How a mortgage works in Florida
If you want to buy real estate, either for business or residential, normally, you would request the bank to give you the loan. When this happens, the bank would ask you to sign two documents, i.e., the promissory note and mortgage.
The promissory note is a declaration or a promise that you will pay all your loans under the conditions set by the bank. The mortgage, on the other hand, is the security the bank has on your property. In other words, it gives the bank to sell your property at a foreclosure when you fail to make payments.
When does a foreclosure start?
When you are 120 days behind on your mortgage payments, foreclosure could start. However, in other circumstances, such as when you violate the due on sale clause, the bank may start the foreclosure much sooner.
Defenses to foreclosure
Foreclosure defense can happen in the following ways:
- Fighting the lawsuit aggressively to prevent seizure.
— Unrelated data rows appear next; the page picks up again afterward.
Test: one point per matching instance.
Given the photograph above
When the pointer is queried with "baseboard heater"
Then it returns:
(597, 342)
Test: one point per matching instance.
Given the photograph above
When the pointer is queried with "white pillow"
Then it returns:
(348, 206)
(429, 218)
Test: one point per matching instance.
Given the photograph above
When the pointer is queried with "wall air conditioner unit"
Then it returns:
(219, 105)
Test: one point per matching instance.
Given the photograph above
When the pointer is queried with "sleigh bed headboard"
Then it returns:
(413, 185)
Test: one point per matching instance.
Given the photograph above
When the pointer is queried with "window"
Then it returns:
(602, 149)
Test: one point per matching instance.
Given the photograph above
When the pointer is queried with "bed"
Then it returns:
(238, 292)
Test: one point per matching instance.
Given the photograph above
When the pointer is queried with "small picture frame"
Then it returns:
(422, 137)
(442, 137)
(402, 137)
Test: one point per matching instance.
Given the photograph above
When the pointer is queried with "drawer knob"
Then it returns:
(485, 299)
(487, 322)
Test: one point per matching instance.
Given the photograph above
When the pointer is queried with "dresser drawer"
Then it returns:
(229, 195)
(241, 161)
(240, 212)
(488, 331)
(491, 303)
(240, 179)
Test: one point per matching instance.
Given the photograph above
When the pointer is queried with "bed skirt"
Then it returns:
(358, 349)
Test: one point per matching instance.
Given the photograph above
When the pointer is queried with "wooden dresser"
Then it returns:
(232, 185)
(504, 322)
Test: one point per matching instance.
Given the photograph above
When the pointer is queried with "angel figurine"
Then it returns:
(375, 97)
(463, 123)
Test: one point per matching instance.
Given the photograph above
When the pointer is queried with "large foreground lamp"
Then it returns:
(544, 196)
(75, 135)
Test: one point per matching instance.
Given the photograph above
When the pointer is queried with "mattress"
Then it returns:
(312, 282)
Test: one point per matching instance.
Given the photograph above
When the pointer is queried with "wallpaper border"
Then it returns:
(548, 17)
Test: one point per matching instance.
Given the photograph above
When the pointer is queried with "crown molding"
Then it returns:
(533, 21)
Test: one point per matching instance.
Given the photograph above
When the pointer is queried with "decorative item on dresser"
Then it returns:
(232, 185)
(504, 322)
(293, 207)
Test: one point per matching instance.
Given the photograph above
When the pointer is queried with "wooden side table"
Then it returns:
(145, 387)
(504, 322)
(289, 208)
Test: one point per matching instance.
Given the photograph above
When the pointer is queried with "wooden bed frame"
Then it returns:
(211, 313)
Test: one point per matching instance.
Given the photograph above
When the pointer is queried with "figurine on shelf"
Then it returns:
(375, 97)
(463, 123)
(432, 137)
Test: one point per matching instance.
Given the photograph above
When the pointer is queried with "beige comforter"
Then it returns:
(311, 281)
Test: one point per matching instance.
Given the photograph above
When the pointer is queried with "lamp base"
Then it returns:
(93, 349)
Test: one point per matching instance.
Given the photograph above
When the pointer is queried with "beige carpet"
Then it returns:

- You could reinstate the loan by bringing the delinquent loan, including all the overdue fees, in one lump sum.
- You can negotiate with the bank to change or reduce the amount payable to an amount you can afford based on your current conditions.
- You can also negotiate with the bank to extend the time you need to pay the loan.
- Also, to avoid foreclosure altogether, you can negotiate with the bank to sell the property for an amount lesser than the outstanding debt, which it will accept and stop foreclosure.
Being faced with a foreclosure is tough. You risk losing your family home or your business building. A good foreclosure defense attorney could help you prevent foreclosure or counsel you on what to do to survive.